During the three days, McIlvaine and Richardson held theater workshops in which they auditioned students for the role of Malcolm X’s bodyguard, Rashad (or Rasheeda if a girl was selected for the part), and performed vignettes from the play. That role eventually went to A.J. Williams, a senior at Proviso Math and Science Academy who won the role in a heart-filled audition on February 19. A.J., 17, has acted professionally, including a run on a national touring performance of The Color Purple
and later in Porgy and Bess
. He said that The Meeting
had an "amazing script" and that the director and other actors helped him adapt to the role easily in two days.
"It was definitely an experience," A.J. said. "I could tell Rashad was sincere even though he was military-like. But he still had a soft side. There was a lot I had to learn about that character, but the director and the other actors made it easy."
McIlvaine said that he was hopeful that the students and those who attended the performance of The Meeting
came away with a sense of how much the two civil rights icons had in common.

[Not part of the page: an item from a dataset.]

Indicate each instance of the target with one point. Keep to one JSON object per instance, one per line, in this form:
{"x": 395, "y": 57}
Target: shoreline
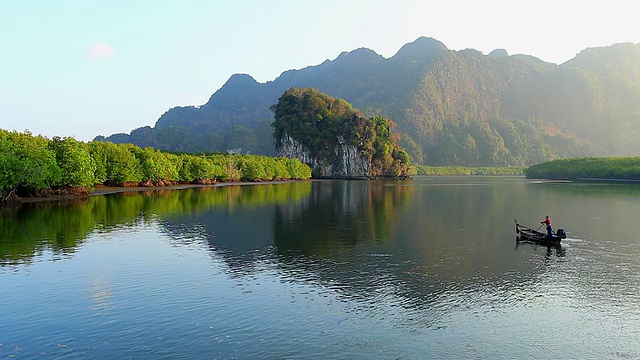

"You show the compassion of two men who are in a struggle and coming at it from two angles," McIlvaine said. "As you see the interaction, you see two men who are family men and have more in common than they realize."
Richardson said that he hoped that viewers of the play were inspired to serve their communities, especially in light of growing social ills such as gangs and violence.
"This generation is always talking about having not found its niche," he said. "If you don’t support your backyard, if you don’t support your own foundation, you can’t grow. The looking at community and protecting community has gone."
Dr. Nettie Collins-Hart, superintendent of District 209, said that she also was hopeful that students and others came away with a sense of serving the community.
"The community is where everything begins for us, and we have to work to make it grow," she said. "Learning about the past in ways such as this play and learning particularly about black history is necessary for us to grow and move forward in a positive manner."
Dr. Roudell Kirkwood, principal at Proviso West High School, developed the idea behind hosting the performance. He said that the legacy of King and Malcolm X lives on with notable moments such as the election of the first African-American President, Barack Obama.
"As we know, these two individuals didn’t live a full life," Dr. Kirkwood said. "But we know that that’s not where the story ends. What we have witnessed over the last eight years, we may never see again. Anything is possible."